Gefühle gelten manchmal als unberechenbar, überbewertet oder gar störend. In der gewaltfreien Kommunikation aber nehmen sie eine zentrale Rolle ein: Sie sind unsere inneren Wegweiser, die uns zeigen, was uns gerade wirklich wichtig ist – und was wir brauchen. In diesem Podcast + Blogartikel erfährst du, warum Gefühle so wichtig sind – und was sie mit unseren Bedürfnissen zu tun haben.
Hier kannst du die Podcast-Folge anhören (erschienen am 12.11.2019):
Kurzer Rückblick: Sauerstoff & Bedürfnisse
Bevor wir ins Thema einsteigen, noch ein Gedanke zur letzten Folge. Da habe ich dir als Bild für unsere Bedürfnisse die Känguru-Chroniken von Marc-Uwe Kling mitgegeben – wie ich finde eine schöne Metapher für das Gemeinsame, das wir in uns tragen.
Und dann ist mir noch aufgefallen: Meine Webseite heißt sauerstoffe.com – und auch das ist ein passendes Bild.
Denn genau wie Sauerstoff, brauchen wir Bedürfnisse, um zu leben.
Alle Menschen atmen. Alle Menschen streben nach Nähe, Sicherheit, Freiheit, Sinn.
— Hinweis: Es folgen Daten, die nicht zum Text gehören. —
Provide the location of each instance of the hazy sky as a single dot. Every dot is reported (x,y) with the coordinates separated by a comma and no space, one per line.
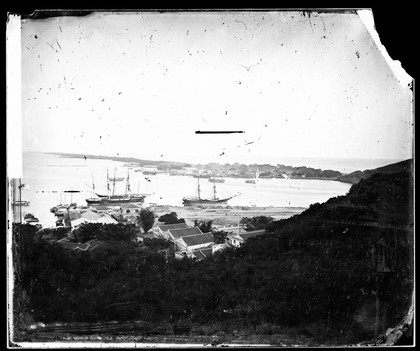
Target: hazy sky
(141,84)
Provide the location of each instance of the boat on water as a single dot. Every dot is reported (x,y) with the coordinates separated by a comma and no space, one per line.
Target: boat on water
(21,203)
(198,200)
(253,181)
(116,199)
(216,180)
(116,179)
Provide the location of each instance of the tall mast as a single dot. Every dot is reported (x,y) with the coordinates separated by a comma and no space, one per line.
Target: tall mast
(214,189)
(107,182)
(127,186)
(93,184)
(113,182)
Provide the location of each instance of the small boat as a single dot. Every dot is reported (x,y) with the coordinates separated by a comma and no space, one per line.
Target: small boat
(198,200)
(21,203)
(30,218)
(116,179)
(216,180)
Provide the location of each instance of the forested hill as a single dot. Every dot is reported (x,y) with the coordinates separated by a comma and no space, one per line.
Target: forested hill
(356,176)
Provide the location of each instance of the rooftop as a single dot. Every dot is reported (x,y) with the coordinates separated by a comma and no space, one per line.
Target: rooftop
(198,239)
(165,227)
(246,235)
(177,233)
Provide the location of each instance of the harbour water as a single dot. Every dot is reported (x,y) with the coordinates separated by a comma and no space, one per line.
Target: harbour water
(46,177)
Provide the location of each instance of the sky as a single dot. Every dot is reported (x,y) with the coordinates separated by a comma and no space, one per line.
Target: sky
(140,85)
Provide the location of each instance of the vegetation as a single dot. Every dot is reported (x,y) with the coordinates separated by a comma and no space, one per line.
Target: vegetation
(145,219)
(171,218)
(205,226)
(320,273)
(255,223)
(104,232)
(219,236)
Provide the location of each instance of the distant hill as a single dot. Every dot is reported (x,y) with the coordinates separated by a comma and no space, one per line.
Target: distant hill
(139,161)
(356,176)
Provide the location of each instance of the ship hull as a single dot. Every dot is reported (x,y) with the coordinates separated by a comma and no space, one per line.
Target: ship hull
(115,201)
(192,202)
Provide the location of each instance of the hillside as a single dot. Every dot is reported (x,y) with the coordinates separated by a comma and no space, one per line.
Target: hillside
(356,176)
(327,275)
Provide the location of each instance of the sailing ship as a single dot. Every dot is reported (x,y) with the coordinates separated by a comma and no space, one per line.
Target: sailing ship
(253,181)
(216,180)
(198,200)
(21,203)
(116,179)
(113,199)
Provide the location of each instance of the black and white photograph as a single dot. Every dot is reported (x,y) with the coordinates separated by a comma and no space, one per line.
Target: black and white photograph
(207,178)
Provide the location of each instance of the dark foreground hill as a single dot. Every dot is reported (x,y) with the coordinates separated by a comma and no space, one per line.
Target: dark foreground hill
(339,273)
(356,176)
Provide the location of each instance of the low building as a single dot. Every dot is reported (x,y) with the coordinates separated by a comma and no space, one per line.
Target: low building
(237,240)
(131,208)
(161,231)
(201,254)
(174,234)
(187,244)
(218,247)
(66,244)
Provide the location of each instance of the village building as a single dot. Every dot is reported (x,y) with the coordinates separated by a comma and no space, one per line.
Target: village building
(201,254)
(130,209)
(237,240)
(185,245)
(174,234)
(161,230)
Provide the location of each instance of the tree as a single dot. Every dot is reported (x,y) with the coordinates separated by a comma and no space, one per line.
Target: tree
(146,218)
(205,226)
(171,218)
(255,223)
(220,237)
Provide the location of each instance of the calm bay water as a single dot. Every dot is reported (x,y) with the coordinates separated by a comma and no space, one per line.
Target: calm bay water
(47,176)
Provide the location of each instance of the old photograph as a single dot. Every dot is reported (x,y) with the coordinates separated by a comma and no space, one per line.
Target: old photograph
(193,178)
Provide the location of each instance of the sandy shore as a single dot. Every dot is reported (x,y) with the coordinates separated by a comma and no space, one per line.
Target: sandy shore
(226,215)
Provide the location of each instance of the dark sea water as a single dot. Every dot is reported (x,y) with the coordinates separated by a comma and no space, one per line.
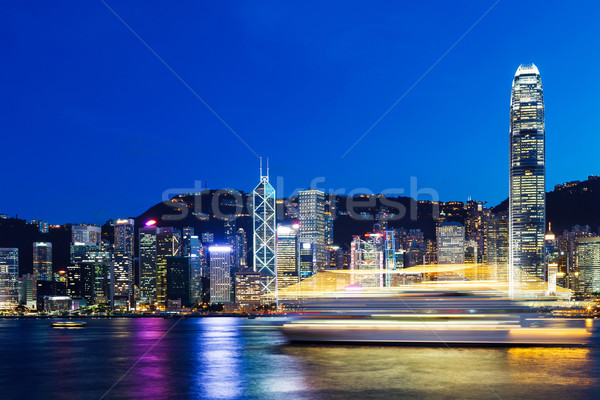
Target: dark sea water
(232,358)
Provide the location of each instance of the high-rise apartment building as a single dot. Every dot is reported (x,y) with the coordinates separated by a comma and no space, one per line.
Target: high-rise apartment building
(247,287)
(147,264)
(122,275)
(312,224)
(196,273)
(9,276)
(168,244)
(42,261)
(264,221)
(288,256)
(220,274)
(588,265)
(451,243)
(527,198)
(367,255)
(86,234)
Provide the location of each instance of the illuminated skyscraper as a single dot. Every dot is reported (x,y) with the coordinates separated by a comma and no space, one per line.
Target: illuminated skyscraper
(242,248)
(287,256)
(264,220)
(42,261)
(147,263)
(220,274)
(451,243)
(195,256)
(86,234)
(497,240)
(527,200)
(588,264)
(367,255)
(168,244)
(312,224)
(9,276)
(247,289)
(123,261)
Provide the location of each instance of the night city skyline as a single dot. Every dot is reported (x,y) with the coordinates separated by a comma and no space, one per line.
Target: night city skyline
(243,200)
(140,111)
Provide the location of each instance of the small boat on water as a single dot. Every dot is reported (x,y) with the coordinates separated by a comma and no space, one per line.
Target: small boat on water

Bedürfnisse sind der Sauerstoff unseres Lebens – universell, lebensnotwendig und verbindend.
Was Gefühle wirklich sind
Kommen wir zu den Gefühlen – dem Thema dieser Folge.
Du hast vielleicht schon mal Sätze gehört wie:
- „Ich bin total wütend!“
- „Ich fühle mich gerade so alleine.“
- „Ich bin glücklich, wenn ich mit meinen Freunden zusammen bin.“
Gefühle sind uns vertraut – und gleichzeitig schwer zu greifen.
In der gewaltfreien Kommunikation gilt eine klare Definition:
Gefühle sind Signale, die anzeigen, ob unsere Bedürfnisse erfüllt sind oder nicht.
Ganz einfach. Wie die Akkuanzeige auf deinem Smartphone.
🔋 Grün? – Alles okay.
🔋 Rot? – Zeit zum Nachladen.
Wenn du dich also glücklich, zufrieden oder entspannt fühlst, heißt das: Deine Bedürfnisse sind gerade erfüllt.
Wenn du wütend, traurig, gestresst oder frustriert bist, heißt das: Mindestens ein Bedürfnis ist unerfüllt.
Gefühle = innere Botschaften
Gefühle sind keine Störenfriede. Sie sind Hinweise.
Sie zeigen dir, dass etwas in deinem Inneren gerade Aufmerksamkeit braucht.
Deshalb unterscheidet die gewaltfreie Kommunikation auch nicht zwischen „guten“ und „schlechten“ Gefühlen.
Es gibt nur Gefühle auf Basis erfüllter oder unerfüllter Bedürfnisse.
Das klingt ungewohnt, macht aber viel Sinn. Denn jedes Gefühl hat eine Funktion. Es kommt nicht, um dich zu ärgern – sondern um dir zu helfen.
Beispiel: Wut ist ein Geschenk
Wut ist ein gutes Beispiel. Sie hat keinen guten Ruf.
Wut gilt als laut, aggressiv, unkontrollierbar. Dabei ist sie ein enorm kraftvolles Gefühl – wenn man sie versteht und bewusst nutzt.
Die Wut zeigt dir, dass eine Grenze überschritten wurde.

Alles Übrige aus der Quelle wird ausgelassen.